Donnerstag, 4. Februar 2021

Das Leben ist ein Ponyhof

       (Diese kurze Geschichte ist vor fünf Jahren aus einer kleinen Schreibübung entstanden. Vor kurzem bin ich wieder darüber gestolpert und musste feststellen, dass ich sie mag.)

Sie war einfach nicht schnell genug.

Mit jeder Ecke, jedem Zögern und jeder falschen Abzweigung, die Maura nahm, kam der Gorg näher. Längst hatte sie ihre Sandalen zurückgelassen und rannte barfuß über die Steinplatten. Es war ihr egal, ob der Gorg die Sandalen fand. Maura war sich sicher, dass er ihr ohnehin folgen konnte wie ein Bluthund.

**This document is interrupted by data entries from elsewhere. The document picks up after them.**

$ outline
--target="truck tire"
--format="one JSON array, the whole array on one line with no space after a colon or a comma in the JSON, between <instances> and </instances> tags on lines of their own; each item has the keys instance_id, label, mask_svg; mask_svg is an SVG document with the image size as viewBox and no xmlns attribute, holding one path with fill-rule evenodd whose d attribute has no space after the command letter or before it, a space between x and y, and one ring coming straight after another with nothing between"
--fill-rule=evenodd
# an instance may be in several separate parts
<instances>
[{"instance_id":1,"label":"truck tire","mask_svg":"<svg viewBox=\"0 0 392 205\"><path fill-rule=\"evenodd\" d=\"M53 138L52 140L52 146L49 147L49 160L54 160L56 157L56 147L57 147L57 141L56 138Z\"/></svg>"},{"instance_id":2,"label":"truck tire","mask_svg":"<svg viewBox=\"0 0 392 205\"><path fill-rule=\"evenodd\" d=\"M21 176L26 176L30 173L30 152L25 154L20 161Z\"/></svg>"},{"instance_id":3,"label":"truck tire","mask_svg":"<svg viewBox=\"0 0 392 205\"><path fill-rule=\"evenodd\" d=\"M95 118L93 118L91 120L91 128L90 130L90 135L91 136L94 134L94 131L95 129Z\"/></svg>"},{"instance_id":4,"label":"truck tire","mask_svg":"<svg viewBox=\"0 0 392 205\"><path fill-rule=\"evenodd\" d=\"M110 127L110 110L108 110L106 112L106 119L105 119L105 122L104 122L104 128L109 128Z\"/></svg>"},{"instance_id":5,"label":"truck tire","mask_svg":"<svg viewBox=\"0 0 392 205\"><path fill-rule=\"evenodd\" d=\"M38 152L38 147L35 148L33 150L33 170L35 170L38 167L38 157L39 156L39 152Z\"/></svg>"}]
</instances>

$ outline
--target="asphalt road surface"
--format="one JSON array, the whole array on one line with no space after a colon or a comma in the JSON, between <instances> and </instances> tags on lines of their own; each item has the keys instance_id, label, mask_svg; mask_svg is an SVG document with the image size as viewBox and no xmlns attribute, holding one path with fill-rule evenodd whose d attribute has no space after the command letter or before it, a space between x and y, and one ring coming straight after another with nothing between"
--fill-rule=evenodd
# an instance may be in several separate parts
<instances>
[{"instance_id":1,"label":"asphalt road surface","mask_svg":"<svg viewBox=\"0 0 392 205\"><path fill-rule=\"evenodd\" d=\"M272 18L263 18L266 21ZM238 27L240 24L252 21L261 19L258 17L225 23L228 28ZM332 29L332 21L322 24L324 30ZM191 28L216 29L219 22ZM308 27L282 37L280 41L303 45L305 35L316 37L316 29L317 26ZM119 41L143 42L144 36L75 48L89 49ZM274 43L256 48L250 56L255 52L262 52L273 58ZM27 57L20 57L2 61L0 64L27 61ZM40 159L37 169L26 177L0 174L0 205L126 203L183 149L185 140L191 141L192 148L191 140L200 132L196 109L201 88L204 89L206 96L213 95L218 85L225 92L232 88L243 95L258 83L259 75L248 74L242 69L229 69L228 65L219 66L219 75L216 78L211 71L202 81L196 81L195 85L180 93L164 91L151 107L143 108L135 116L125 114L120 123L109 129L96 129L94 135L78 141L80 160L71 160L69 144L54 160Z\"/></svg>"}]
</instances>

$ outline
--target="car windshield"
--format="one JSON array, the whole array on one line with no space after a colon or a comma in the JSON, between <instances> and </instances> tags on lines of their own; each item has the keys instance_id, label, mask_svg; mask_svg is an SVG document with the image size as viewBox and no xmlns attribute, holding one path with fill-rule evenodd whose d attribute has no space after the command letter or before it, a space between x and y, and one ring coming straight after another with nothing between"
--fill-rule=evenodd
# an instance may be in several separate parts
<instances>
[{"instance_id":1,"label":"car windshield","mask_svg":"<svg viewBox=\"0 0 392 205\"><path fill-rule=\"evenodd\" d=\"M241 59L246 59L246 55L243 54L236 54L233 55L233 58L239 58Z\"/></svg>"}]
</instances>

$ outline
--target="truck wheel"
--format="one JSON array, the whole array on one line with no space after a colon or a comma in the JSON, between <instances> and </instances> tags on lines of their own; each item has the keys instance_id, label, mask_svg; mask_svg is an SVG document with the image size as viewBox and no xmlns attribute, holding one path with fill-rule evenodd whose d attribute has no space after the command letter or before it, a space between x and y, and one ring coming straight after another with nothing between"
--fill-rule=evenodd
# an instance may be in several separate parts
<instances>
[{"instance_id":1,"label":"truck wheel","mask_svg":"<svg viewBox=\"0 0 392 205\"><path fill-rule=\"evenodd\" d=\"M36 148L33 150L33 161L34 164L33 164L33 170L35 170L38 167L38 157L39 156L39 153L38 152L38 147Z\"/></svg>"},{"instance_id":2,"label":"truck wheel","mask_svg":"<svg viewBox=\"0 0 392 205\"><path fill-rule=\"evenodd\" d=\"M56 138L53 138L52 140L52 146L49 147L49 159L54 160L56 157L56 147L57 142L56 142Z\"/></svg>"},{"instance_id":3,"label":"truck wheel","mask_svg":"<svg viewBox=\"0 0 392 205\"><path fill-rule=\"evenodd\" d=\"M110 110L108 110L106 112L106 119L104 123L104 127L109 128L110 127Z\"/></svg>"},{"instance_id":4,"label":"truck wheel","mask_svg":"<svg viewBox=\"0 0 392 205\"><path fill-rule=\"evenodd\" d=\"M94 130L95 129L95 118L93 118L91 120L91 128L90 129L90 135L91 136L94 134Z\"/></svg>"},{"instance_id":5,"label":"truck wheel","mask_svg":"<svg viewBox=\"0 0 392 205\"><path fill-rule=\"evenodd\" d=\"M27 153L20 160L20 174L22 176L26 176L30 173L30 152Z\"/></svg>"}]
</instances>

Sie musste einen Ausgang finden. Doch in diesem Labyrinth schien es kein Entkommen zu geben.

Ich bin nur ein kleines Mädchen! wollte sie schreien. Das ist nicht fair!

Doch der Gorg kümmerte sich nicht um Fairness. Er hatte Hunger. Hunger und scharfe Zähne.

Immer links herum, hatte ihr großer Bruder einmal erzählt. Wenn man in einem Labyrinth ist, soll man immer links abbiegen. Maura war sich sicher, dass dieser Ratschlag sie tiefer hineingeführt hatte. Immer weiter von einem Ausgang entfernt. Wenn es hier überhaupt einen Ausgang gab.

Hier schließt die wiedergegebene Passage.